This is an excerpt from a report made to the Aviation Safety Reporting System. The narrative is written by the pilot, rather than FAA or NTSB officials. To maintain anonymity, many details, such as aircraft model or airport, are often scrubbed from the reports.
Aircraft 1: PA-32 Cherokee Six/Lance/Saratoga/6X
Aircraft 2: Unknown
In VMC conditions, Tower had instructed me to enter a right downwind and cleared me for Runway XXR in the downwind. I entered a base turn for XXR, missed XXR (XXR is offset about 400 feet to the south/southwest) and turned final for XXL.
Another plane had been assigned XXL. Tower asked me what I was doing and I immediately went around.
There were several factors at play that, I believe, affected missing the assigned runway: An unfamiliar airport, seeing XXL and assuming that was the correct runway, and simply not being mentally set for the turn to XXR (the offset runway).
Most of my training and flying has been at uncontrolled single runway airports. So, when I turned base, I saw XXL, very prominent, and my single runway experience kicked in. I didn’t rehearse in my mind the base turn and that I needed to be looking for the offset Runway XXR.
I believe that if I had visualized and rehearsed in my mind the pattern, I would not have missed XXR.
I realize I could have been assigned a different runway, but I do think the principle is the same. It only takes a moment to reset if I already have the picture of the airport in my mind.
So, the short of it, preparation, planning, implementation, and mental focus were lacking in this case.
Rehearsing for the flight could have been done at home at my desk or couch before ever departing.
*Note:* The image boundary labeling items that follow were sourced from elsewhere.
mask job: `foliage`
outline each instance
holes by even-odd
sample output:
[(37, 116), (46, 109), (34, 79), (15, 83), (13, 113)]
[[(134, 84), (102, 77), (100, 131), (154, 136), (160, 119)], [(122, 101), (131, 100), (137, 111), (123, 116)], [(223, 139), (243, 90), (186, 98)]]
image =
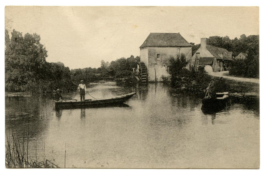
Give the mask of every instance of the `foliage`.
[(23, 37), (14, 29), (12, 37), (6, 31), (5, 52), (5, 87), (8, 90), (26, 91), (46, 79), (47, 51), (40, 43), (40, 37), (28, 33)]
[(128, 70), (118, 71), (116, 73), (115, 77), (116, 78), (123, 78), (132, 76), (132, 72)]
[(208, 86), (211, 77), (205, 73), (203, 67), (196, 71), (193, 67), (190, 70), (185, 68), (187, 64), (185, 57), (181, 56), (176, 60), (170, 59), (171, 75), (170, 85), (178, 89), (198, 93), (202, 92)]
[(249, 55), (244, 59), (232, 62), (229, 74), (248, 78), (259, 78), (259, 59), (258, 55)]
[(239, 39), (236, 37), (232, 40), (227, 36), (214, 36), (210, 37), (207, 43), (208, 45), (232, 52), (234, 57), (240, 52), (247, 53), (248, 57), (245, 60), (236, 59), (232, 61), (229, 74), (245, 77), (259, 78), (259, 35), (247, 37), (243, 34), (240, 35)]

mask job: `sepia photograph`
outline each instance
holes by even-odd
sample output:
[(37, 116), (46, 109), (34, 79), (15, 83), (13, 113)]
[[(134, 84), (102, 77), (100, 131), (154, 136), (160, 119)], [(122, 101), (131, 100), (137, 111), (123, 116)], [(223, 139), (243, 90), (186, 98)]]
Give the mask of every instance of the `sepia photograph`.
[(259, 169), (259, 9), (6, 6), (6, 168)]

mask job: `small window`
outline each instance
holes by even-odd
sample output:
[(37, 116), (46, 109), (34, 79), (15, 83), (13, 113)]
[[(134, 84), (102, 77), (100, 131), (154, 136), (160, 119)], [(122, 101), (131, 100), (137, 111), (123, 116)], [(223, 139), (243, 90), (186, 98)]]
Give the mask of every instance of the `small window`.
[(157, 54), (157, 60), (160, 61), (160, 54)]

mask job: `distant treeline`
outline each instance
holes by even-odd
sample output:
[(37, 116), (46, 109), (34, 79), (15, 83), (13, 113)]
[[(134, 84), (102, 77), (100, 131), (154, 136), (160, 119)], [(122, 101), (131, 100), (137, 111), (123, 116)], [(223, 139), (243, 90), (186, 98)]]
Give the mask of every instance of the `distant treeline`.
[(46, 61), (47, 51), (36, 33), (22, 33), (13, 30), (10, 38), (5, 30), (5, 90), (31, 94), (52, 92), (60, 88), (64, 92), (76, 90), (72, 82), (78, 84), (84, 80), (86, 84), (104, 80), (101, 78), (115, 77), (117, 72), (132, 70), (140, 58), (133, 55), (123, 57), (110, 63), (101, 61), (101, 67), (72, 69), (62, 63)]
[[(200, 44), (194, 46), (192, 54), (200, 47)], [(231, 63), (229, 74), (236, 76), (246, 77), (259, 77), (259, 36), (251, 35), (247, 37), (244, 34), (241, 35), (240, 38), (236, 37), (233, 39), (226, 36), (209, 37), (207, 43), (208, 45), (225, 49), (233, 53), (234, 57), (240, 52), (247, 54), (247, 57), (243, 60), (234, 59)]]

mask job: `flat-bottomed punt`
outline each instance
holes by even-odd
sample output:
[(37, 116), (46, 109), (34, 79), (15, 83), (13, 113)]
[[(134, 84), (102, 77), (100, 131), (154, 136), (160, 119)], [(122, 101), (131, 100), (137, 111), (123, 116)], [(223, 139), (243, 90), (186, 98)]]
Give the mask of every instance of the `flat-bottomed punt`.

Also, I think, too much dependency on electronic flight bag may have taken away good old fashioned mental homework. The thinking being: “How can I go wrong with all of these electronic aids?”
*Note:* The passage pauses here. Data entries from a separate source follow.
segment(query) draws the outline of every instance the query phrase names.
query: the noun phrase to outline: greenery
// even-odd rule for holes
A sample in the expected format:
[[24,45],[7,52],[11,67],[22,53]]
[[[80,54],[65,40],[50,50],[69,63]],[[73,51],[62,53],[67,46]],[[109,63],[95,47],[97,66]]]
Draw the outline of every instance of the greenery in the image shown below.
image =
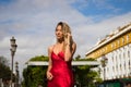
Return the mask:
[[[96,61],[96,60],[76,58],[74,61]],[[96,66],[95,65],[74,66],[75,84],[80,85],[81,87],[96,87],[95,86],[96,82],[100,83],[102,78],[98,72],[92,70],[94,67]]]
[[[29,61],[48,61],[48,57],[38,55],[32,58]],[[78,55],[73,61],[95,61],[94,59],[81,59]],[[75,84],[81,87],[95,87],[95,82],[102,82],[98,72],[93,71],[96,66],[84,65],[73,66]],[[23,71],[24,80],[22,87],[37,87],[39,84],[43,87],[47,87],[46,80],[47,66],[27,66]]]

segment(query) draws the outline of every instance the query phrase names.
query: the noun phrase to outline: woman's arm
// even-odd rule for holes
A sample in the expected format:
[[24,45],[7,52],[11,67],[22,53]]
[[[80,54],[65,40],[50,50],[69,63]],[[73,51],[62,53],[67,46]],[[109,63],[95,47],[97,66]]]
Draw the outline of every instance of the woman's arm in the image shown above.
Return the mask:
[[68,34],[66,50],[64,50],[64,61],[67,62],[72,60],[72,57],[76,49],[76,44],[75,42],[71,44],[71,38],[72,38],[71,34]]
[[48,48],[49,64],[48,64],[48,69],[47,69],[47,78],[48,78],[49,80],[52,79],[52,74],[50,73],[50,70],[51,70],[51,67],[52,67],[52,62],[51,62],[51,49],[52,49],[52,47],[49,47],[49,48]]

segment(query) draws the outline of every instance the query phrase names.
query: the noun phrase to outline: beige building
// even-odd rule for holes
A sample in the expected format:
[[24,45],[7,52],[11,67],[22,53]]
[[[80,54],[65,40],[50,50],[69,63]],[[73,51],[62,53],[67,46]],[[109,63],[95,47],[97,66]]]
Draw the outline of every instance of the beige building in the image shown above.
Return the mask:
[[131,78],[131,23],[117,28],[86,52],[86,58],[102,62],[106,57],[105,69],[100,65],[104,80]]

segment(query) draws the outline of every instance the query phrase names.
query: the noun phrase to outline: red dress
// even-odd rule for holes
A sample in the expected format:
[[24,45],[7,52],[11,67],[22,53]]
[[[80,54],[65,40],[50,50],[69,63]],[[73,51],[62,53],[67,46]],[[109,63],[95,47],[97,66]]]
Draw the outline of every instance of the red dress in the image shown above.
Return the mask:
[[73,72],[71,61],[64,61],[64,53],[51,53],[52,69],[50,73],[53,78],[48,80],[48,87],[73,87]]

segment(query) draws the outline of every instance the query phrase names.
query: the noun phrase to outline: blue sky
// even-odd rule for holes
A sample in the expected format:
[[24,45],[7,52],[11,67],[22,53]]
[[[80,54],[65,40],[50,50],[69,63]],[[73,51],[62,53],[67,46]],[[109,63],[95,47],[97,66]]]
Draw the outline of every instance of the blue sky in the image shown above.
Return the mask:
[[[10,57],[16,38],[15,61],[21,72],[35,55],[47,55],[56,42],[55,27],[67,22],[82,58],[106,35],[131,22],[131,0],[0,0],[0,54]],[[74,55],[74,57],[75,57]]]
Yes, I forgot to mention, my instrumentation was just upgraded from primarily analog to digital.
Primary Problem: Human Factors
ACN: 1926280
The 7:23 viseo provided by pilot due says that this is not an isolated incident. There are other videos for KFCM regarding this issue, as well as other airports with offset, parallel runways. Learn from it, but don’t beat yourself up over something that better and worse pilots have also done.
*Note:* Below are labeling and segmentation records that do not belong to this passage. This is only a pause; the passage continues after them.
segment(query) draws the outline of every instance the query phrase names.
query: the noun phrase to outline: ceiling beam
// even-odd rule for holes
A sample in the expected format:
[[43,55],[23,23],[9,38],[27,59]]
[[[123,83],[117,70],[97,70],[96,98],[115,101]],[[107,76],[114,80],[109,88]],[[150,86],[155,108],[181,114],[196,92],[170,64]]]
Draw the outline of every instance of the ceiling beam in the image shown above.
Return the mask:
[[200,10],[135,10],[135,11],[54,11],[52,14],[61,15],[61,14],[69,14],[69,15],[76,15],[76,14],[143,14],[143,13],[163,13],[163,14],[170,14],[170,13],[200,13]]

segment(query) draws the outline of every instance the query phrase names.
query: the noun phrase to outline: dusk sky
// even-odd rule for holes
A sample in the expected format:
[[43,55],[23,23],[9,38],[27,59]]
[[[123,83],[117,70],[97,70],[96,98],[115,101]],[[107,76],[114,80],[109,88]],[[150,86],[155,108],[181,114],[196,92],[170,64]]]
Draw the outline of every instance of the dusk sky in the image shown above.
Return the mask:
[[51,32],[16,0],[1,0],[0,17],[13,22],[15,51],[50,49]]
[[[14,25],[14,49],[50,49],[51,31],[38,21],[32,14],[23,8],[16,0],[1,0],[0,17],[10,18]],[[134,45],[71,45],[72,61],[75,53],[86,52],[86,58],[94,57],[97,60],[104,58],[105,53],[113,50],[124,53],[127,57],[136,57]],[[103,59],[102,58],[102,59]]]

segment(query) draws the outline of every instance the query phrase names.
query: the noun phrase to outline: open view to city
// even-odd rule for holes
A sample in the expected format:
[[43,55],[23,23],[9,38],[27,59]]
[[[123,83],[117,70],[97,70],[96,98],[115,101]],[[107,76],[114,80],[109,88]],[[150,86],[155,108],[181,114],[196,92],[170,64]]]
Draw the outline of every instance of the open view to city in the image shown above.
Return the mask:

Always thought a preview of runways, taxiways, and relation to where I’m parking at an unfamiliar airport was standard ground school text.
KFCM, Flying Cloud. Probably happens a LOT there. Same thing happened to me there, some years back. I almost landed on 10R–the tower sent me around at the last second. The ATIS for KFCM even warns pilots not to, uh, do what I did.
There’s an FAA video on it: https://www.youtube.com/watch?v=Ph89HYxXL7k
Out of curiosity, I just called the ASOS at KFCM. There are many comments attached to the weather report but as far as I could tell, the parallel runway hazard is not included (a couple of words are pronounced so fast I couldn’t understand them after listening four times). However something I’ve not seen before in Skyvector.com – on the airport page, there’s a thumbnail in the left column of the video you included. Also this comment is included (at the bottom) of the Airport Remarks in the Chart Supplement: “Wrong rwy arr risk, closely aligned parl rwys”. Personally if I flew there I would request the tower to include the warning in the ASOS attached comments also.